Pour son premier acte de secrétaire d'État de l'administration Trump, Marco Rubio a convoqué une réunion du Dialogue quadrilatéral sur la sécurité (Quad), une alliance de facto des États-Unis, du Japon, de l'Inde et de l'Australie ; il a ensuite rencontré les ministres des Affaires étrangères de ces pays en tête-à-tête.
En faisant de la réunion du Quad la première priorité de Rubio, le message était clair: l'intensification de la confrontation tous azimuts avec la Chine, considérée comme la principale menace à la domination impérialiste américaine, sera au cœur de la politique étrangère de l'administration fasciste.
Cette rencontre était inhabituelle à plusieurs égards. En général, les ministres des Affaires étrangères ne sont pas présents aux investitures présidentielles américaines, mais Trump a rompu avec le protocole et a invité plusieurs d'entre eux, notamment ceux du Quad.
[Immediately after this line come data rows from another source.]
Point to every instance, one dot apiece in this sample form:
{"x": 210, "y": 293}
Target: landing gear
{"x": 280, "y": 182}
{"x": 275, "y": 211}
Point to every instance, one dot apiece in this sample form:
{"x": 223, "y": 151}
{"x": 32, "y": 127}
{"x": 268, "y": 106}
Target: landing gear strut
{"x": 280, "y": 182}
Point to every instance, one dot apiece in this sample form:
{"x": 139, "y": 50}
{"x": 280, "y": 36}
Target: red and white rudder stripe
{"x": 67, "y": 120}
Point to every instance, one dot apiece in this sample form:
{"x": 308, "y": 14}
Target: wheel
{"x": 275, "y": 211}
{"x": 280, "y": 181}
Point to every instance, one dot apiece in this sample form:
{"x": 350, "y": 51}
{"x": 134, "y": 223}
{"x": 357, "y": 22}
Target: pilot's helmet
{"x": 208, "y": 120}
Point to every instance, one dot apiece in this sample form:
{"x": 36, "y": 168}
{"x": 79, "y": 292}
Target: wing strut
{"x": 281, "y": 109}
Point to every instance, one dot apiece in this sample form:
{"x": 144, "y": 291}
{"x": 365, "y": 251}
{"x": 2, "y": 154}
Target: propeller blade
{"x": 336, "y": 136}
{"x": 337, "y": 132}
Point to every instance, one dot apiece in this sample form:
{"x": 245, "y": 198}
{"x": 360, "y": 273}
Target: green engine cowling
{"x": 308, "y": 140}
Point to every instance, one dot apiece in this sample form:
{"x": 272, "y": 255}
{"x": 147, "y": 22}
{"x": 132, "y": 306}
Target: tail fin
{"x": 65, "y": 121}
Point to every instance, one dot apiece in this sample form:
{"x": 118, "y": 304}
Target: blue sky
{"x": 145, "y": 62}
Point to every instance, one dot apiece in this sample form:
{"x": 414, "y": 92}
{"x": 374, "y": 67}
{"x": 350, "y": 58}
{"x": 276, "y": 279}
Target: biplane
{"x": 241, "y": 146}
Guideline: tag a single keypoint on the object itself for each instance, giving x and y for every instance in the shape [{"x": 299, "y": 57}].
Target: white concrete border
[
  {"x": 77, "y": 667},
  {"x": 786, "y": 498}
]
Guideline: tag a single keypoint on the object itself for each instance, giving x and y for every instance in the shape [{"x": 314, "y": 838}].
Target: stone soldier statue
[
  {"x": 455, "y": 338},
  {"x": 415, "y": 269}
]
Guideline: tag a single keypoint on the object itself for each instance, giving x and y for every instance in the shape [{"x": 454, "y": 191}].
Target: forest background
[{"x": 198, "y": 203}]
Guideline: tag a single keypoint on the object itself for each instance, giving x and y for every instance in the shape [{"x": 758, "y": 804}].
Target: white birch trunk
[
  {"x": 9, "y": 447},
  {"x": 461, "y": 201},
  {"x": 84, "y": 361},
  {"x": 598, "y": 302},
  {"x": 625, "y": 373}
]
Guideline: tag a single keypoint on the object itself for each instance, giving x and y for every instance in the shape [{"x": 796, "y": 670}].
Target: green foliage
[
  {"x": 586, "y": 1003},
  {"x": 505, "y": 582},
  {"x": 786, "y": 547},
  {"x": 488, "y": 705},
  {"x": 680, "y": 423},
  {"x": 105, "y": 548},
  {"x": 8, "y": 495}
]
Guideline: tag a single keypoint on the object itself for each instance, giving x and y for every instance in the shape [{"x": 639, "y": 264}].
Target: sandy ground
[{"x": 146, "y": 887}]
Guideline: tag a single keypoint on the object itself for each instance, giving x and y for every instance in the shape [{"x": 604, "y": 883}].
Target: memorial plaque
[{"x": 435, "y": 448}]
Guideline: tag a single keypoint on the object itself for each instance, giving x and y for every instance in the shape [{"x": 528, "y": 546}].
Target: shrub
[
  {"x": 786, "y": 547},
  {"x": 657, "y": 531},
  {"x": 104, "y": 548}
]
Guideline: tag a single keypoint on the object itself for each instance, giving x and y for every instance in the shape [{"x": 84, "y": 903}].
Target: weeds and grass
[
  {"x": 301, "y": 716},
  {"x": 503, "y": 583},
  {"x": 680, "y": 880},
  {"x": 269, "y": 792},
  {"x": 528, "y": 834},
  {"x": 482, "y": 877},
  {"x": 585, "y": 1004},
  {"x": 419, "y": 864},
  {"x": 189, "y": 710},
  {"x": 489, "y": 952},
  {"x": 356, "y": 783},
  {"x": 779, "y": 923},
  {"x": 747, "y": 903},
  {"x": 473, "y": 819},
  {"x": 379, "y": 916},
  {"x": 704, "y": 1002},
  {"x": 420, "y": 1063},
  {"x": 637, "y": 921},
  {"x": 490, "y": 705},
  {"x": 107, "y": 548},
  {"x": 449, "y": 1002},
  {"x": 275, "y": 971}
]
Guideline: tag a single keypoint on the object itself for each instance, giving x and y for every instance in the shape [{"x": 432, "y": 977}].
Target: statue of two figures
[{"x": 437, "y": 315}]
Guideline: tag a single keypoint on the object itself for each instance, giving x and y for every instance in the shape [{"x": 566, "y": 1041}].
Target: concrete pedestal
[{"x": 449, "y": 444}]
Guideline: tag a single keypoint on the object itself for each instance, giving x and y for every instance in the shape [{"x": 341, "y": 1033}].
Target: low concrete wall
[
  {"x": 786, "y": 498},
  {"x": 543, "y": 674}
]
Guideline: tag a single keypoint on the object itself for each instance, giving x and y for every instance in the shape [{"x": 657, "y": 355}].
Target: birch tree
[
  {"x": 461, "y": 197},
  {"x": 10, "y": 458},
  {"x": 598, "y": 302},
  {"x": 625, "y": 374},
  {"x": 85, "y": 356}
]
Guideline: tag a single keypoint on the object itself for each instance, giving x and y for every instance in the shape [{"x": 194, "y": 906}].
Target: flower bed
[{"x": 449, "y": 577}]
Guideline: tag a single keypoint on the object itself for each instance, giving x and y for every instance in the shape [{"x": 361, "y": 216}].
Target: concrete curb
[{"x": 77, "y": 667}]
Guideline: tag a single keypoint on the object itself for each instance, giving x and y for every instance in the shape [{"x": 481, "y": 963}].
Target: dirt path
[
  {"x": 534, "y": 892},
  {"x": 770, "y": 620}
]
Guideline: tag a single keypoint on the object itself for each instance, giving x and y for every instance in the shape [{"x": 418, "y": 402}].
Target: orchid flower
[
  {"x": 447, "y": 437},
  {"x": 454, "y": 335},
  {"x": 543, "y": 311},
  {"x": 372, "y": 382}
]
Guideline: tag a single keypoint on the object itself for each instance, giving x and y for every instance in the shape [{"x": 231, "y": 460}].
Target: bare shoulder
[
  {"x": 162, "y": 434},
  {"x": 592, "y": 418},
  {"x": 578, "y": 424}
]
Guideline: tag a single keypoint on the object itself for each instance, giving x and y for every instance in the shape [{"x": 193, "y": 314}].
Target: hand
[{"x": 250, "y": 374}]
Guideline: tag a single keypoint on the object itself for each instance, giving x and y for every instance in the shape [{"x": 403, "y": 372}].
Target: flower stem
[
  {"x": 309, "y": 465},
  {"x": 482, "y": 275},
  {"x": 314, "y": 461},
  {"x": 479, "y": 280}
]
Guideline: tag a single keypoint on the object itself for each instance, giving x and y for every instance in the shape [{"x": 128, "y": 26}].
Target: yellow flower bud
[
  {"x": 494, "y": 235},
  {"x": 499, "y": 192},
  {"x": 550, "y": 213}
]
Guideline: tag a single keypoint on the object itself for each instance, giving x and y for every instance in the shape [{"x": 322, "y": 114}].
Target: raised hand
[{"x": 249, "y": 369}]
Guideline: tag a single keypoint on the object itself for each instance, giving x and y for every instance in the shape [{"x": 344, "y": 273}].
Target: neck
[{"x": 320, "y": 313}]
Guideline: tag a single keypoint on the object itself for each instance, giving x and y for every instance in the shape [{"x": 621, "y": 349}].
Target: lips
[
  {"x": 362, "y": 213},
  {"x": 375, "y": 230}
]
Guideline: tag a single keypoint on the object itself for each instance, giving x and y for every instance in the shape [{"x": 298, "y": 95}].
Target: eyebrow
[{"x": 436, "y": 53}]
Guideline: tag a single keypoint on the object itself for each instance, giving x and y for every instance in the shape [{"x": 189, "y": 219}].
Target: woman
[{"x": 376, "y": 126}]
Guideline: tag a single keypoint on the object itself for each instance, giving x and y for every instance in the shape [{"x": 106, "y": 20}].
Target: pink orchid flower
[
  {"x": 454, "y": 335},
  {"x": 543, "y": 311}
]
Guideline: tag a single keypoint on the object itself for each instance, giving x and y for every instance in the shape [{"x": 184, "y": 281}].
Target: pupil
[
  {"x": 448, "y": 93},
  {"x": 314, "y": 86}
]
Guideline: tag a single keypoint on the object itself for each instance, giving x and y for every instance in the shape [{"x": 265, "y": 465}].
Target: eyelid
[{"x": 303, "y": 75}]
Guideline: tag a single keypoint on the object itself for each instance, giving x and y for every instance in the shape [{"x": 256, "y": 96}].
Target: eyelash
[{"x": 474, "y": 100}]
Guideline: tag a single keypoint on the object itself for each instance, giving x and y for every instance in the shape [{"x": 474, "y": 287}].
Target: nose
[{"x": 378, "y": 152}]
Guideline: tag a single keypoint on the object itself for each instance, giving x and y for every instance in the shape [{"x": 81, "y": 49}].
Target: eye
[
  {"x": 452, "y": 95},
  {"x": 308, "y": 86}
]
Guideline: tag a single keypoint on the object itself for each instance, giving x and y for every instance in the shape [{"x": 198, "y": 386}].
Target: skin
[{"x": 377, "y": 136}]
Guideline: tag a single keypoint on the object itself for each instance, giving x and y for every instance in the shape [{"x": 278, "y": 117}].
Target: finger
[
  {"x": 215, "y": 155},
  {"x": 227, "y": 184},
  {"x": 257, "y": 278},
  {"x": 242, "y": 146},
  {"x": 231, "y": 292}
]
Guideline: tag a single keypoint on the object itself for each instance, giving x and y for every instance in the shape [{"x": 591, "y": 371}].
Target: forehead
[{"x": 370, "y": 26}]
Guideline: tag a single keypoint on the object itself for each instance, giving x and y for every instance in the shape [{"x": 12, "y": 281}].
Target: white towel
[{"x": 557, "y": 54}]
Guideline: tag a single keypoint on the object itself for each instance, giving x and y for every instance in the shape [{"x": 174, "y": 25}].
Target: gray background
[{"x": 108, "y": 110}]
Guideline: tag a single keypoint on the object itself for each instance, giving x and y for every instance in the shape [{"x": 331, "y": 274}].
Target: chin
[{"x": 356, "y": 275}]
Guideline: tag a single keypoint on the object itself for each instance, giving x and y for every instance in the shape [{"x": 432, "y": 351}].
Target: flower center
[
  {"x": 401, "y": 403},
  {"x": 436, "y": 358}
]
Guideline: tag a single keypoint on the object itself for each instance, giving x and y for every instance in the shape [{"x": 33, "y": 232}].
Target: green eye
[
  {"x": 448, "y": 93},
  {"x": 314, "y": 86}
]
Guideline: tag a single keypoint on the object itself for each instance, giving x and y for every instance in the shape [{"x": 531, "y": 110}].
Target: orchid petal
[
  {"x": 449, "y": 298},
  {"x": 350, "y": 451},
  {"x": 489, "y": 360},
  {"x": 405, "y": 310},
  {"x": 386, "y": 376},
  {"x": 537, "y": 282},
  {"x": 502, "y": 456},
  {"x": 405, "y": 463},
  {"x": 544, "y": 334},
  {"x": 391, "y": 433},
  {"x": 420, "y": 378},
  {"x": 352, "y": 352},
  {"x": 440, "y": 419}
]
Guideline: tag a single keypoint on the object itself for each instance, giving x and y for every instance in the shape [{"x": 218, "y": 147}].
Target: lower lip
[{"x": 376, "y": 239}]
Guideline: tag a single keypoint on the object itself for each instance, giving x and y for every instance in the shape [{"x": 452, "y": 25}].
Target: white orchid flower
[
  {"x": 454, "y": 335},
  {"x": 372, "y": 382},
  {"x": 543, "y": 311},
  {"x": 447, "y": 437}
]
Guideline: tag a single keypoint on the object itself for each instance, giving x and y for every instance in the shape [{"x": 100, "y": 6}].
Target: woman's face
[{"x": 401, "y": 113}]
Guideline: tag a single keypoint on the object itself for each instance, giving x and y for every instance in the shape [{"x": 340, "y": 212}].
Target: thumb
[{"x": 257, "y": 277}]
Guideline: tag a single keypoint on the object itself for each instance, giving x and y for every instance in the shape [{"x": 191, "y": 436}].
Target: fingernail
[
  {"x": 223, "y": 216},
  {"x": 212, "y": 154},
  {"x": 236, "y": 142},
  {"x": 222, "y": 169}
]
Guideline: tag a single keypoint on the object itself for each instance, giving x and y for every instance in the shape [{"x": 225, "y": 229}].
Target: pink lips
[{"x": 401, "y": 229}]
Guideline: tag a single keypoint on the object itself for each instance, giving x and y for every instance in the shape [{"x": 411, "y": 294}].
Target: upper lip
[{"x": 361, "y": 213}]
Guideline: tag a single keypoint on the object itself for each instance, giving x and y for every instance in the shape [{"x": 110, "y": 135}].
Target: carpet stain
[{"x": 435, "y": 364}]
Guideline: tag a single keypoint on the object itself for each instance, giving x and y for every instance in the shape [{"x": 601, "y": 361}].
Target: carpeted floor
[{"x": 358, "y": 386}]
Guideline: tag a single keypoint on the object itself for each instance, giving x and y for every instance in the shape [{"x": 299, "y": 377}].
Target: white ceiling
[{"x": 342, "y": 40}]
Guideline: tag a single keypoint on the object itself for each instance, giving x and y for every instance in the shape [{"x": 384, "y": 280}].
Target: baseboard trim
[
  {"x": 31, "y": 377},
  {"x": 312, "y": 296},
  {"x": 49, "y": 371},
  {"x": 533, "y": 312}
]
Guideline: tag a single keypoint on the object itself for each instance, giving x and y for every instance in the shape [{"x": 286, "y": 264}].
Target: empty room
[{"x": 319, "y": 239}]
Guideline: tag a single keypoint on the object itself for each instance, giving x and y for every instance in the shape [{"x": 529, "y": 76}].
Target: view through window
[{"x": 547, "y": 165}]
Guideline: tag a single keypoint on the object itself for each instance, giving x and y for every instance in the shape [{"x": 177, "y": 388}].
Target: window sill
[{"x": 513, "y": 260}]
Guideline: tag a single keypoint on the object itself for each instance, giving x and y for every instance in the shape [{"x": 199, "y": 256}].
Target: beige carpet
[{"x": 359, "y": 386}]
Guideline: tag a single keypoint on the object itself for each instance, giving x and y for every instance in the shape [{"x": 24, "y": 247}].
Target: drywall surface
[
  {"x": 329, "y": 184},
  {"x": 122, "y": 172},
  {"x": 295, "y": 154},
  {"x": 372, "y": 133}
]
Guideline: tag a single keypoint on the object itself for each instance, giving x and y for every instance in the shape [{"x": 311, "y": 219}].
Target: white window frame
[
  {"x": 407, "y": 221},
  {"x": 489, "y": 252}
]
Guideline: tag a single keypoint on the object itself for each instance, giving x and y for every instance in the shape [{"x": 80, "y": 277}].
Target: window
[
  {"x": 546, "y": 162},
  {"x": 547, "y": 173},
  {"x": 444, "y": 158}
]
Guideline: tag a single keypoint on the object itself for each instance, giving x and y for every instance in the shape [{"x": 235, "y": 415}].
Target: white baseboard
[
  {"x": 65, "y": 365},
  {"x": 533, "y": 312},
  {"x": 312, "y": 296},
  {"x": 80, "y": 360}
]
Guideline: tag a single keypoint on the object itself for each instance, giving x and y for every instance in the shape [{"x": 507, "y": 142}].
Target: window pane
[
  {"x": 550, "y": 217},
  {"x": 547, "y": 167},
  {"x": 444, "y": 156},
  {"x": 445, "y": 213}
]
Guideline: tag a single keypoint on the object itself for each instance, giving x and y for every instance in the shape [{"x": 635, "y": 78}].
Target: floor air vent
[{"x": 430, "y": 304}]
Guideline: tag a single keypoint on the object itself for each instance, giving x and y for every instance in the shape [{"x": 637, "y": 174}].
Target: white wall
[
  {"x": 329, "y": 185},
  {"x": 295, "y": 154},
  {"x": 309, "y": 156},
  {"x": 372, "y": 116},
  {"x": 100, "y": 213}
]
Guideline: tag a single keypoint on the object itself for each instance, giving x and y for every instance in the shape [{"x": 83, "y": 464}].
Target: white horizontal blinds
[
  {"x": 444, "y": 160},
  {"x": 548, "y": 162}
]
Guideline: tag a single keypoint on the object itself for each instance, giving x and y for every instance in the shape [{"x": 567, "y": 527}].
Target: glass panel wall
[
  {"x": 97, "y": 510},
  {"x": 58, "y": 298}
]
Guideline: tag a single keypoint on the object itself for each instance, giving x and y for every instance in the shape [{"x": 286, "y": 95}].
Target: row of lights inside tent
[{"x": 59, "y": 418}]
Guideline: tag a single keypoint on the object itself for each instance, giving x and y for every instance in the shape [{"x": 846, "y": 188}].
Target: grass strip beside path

Dès son entrée en fonction, un secrétaire d’État a souvent rencontré ses homologues nord-américains du Canada et du Mexique avant d’élargir le champ de ses contacts. Mais ces pays sont dans la ligne de mire de la politique de «l’Amérique d’abord» de Trump. Le dirigeant fascisant a menacé d’imposer des tarifs douaniers massifs au Canada, voire de le conquérir, et a déclaré, dès son entrée en fonction, que le golfe du Mexique était désormais le «golfe d’Amérique».
Alors que Trump lance une offensive contre ces pays dans le cadre de ses plans visant à établir une «forteresse Amérique du Nord» et menace de prendre des mesures de guerre commerciale massives contre l'Europe, les pays du Quad sont considérés comme les principaux partenaires stratégiques et géopolitiques de la nouvelle administration.
La presse internationale a souligné que cela visait avant tout la Chine, publiant des titres comme : «Les ministres des Affaires étrangères du Quad se réunissent à Washington, signe de l'attention portée par Trump à la Chine» ou «Le faucon anti-Chine Rubio donne le coup d'envoi de la politique étrangère de Trump avec une réunion du ‘Quad’ indopacifique».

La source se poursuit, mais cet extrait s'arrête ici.